In my first week at Hillel as their first-ever Brand Director, he started to bring me into his brain — how he sees and dreams about our audiences engaging with our brand, how he wants our audience to feel, see, and do. How we bring them into celebrating our 100 year anniversary, our centennial. Towards the end of our conversation he said, “Jen, go crazy. Give me 14 ideas. We’ll try all of them. One of them will work. All I care about is the fact that we tried and innovated.”
And he meant it. And then every entrepreneurial nerve in my body jumped with joy and adrenaline. I was given the permission (and trust + freedom) to play… with ZERO fear. No consequences. Failure isn’t even a reality, just constant learning, gleaning, and iterating. COOL!
Not only that, I know the CEO “gets tech”. He gets tech, marketing, operations, and… more importantly: innovation. Transformation. He understands and has seen the power and enablement of tech and digital at work in a number of companies and organizations, and he is bringing that perspective and mindset (or, @Greg, “worldview”) into a 100 year-old organization that serves college students… and, one that is also faith and community-based, rooted in a religion that was founded what… 5,000 years ago?!?!? If we can innovate in this kind of space, where can we not innovate?
When I spoke with Adam my first week at Hillel in early August, I was reading a book titled, “Getting to Nimble: How to Transform Your Company into a Digital Leader”, by Peter A High. [IMAGE HERE]
Peter is the president of the technology and digital business advisory firm Metis Strategy, and he advises a wide array of Fortune 500 business and tech executives on how to compete in the digital era. More on him here.
I was reading the book because I was insanely inspired by a Car Max Case Study that was assigned to our Process Innovation class this past summer. The book dives further into Car Max’s origins, the company’s many phases and iterations — moments of decline, homeostasis, and growth.
There are some incredible insights and lessons in this book. The biggest, in my opinion, is that there’s a difference between having “innovative moments or projects”, and being “innovative”. I’ve experienced both, and both are awesome in their own way, but I can also share that a larger innovative and experimental culture has more inertia.
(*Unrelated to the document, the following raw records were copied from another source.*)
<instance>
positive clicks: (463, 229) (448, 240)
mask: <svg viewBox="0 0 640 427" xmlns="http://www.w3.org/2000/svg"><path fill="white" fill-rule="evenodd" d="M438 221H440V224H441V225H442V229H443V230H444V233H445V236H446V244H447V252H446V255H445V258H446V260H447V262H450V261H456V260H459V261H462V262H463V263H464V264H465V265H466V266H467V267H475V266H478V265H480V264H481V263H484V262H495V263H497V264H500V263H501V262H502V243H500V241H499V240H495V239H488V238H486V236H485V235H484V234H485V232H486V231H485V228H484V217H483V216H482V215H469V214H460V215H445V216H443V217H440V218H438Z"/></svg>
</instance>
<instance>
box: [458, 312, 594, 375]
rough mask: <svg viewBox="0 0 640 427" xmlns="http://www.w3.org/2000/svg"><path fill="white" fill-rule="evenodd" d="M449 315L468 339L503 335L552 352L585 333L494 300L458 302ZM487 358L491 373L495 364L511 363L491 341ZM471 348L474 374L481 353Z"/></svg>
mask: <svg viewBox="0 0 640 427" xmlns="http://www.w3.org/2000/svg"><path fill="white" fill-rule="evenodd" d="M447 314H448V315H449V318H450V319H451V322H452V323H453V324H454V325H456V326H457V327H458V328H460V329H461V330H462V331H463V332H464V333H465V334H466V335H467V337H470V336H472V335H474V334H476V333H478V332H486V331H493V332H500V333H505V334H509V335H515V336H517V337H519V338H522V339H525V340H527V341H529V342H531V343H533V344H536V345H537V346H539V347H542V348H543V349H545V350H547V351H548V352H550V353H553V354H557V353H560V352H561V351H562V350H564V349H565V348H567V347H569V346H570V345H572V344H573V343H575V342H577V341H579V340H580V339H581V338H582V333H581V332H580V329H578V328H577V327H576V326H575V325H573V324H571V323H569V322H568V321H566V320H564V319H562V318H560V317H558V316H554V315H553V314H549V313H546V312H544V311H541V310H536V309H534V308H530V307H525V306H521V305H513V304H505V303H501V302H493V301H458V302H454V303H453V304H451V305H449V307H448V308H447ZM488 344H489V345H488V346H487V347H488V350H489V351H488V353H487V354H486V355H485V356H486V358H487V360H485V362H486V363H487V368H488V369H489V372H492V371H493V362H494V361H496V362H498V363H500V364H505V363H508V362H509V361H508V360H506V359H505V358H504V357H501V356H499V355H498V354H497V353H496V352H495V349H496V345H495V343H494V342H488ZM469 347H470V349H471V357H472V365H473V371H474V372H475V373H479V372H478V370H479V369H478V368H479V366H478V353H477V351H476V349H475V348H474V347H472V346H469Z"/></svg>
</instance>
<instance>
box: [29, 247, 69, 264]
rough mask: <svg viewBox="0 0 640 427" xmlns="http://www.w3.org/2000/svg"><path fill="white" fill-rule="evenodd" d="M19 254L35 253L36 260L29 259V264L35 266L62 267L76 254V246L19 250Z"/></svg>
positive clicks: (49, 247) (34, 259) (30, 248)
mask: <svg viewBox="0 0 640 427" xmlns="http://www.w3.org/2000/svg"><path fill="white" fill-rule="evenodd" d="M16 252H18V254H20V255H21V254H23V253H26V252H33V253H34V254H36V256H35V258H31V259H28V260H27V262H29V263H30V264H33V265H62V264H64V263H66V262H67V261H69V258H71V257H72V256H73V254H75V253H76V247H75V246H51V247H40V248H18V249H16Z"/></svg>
And that’s actually how the Foreword of the book opens: “At West Point many years ago, my comrades and I studied the concept of inertia — the reality that, unless subjected to outside forces, an object at risk remains at rest. Also, an object in motion remains in motion — in the same direction.”
But, how do you build that culture of ‘intertia’? One that can compete in an environment of increased change and disruption? There’s no “silver-bullet”, it’s multi-pronged, multi-faceted, and interdisciplinary. Peter breaks it down with these five factors:
- People
- Processes
- Technology
- Ecosystem
- Strategy
Here are some highlights of the first three:
People:
“The concept of nimbleness begins with teams that are nimble in their approach to training, nimble in their approach to recruiting, and nimble in their approach to understanding where new skill needs are emerging and determining how to grow those skills or buy those skills”
- Culture and its importance
- Need for clear titles, rols, and responsibilities (while highlighting job families and room for growth inside and outside of one’s department)
- Evaluating people
- Growing existing people
Processes:
“Processes are critical in guiding actions of teams. They guide behaviors, they determine the methods and the efficiency of delivering products and services to market, and they also highlight how to recover when issues arise”
- Agile processes
- Shift from project orientation to a product orientation
- DevOps
- Service desk
- Knowledge management
Technology: “No matter the industry that you play in, technology is central to your success”
- Enterprise architecture
- Cloud penetration
- Microservices and application programming interfaces (APIs)
- Security
[IMAGE HERE]
How does this have to do with Hillel and CEO Adam? And my pride for the organization? I really feel like we take the above very seriously. It’s baked into our fabric (and not subconsciously, very intentionally), which means we are constantly agile, innovative, and in a state of inertia. This is what makes me proud.